As followers of Christ, we are morally obligated to extend our sense of neighborliness to every individual we meet—even those steeped in addiction. This encompasses the neglected elderly, the stigmatized foreign worker, displaced refugees, children suffering due to circumstances beyond their control, and those plagued by hunger whose very presence pricks our conscience, reminding us of Christ's words, "Whatever you did for one of the least of these brothers and sisters of mine, you did for me" (Matthew 25:40).

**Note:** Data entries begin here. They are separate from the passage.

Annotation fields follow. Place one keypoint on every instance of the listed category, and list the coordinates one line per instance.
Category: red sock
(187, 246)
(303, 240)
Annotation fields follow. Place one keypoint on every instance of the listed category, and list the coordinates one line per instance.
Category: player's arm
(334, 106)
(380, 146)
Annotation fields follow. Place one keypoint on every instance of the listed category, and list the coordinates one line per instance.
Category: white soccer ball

Walker Percy's The Thanatos Syndrome provides an instructive lens through which to view this immoral quagmire. Just as Father Smith serves as a conscience against the impersonal, technocratic ethos that threatens to supplant genuine moral reasoning in the novel, so too must we be critics and moral arbiters in the face of this deeply flawed legislation. Father Smith's cautionary words about the corrosive effects of a misguided compassion that can ultimately lead to "the gas chamber" should ring in our ears as we consider the implications of a law that undermines the inviolable dignity of the human person for the sake of alleged 'compassion.'
As Christians, we are morally compelled to stand against this dehumanizing trend and work tirelessly to affirm the sacredness of every human life. Note that euthanasia is gaining traction in the U.S.—it's at the forefront of policy discussions in the United States. Our theological and moral traditions provide us with the resources to critique, confront, and offer substantive alternatives to such life-denying policies. This is not a call for passive dissent but for active, faith-filled resistance. Once again, it is imperative to recall Christ's words, "Whatever you did for one of the least of these brothers and sisters of mine, you did for me" (Matthew 25:40). Our treatment of the most vulnerable among us is, ultimately, a reflection of our relationship with God Himself.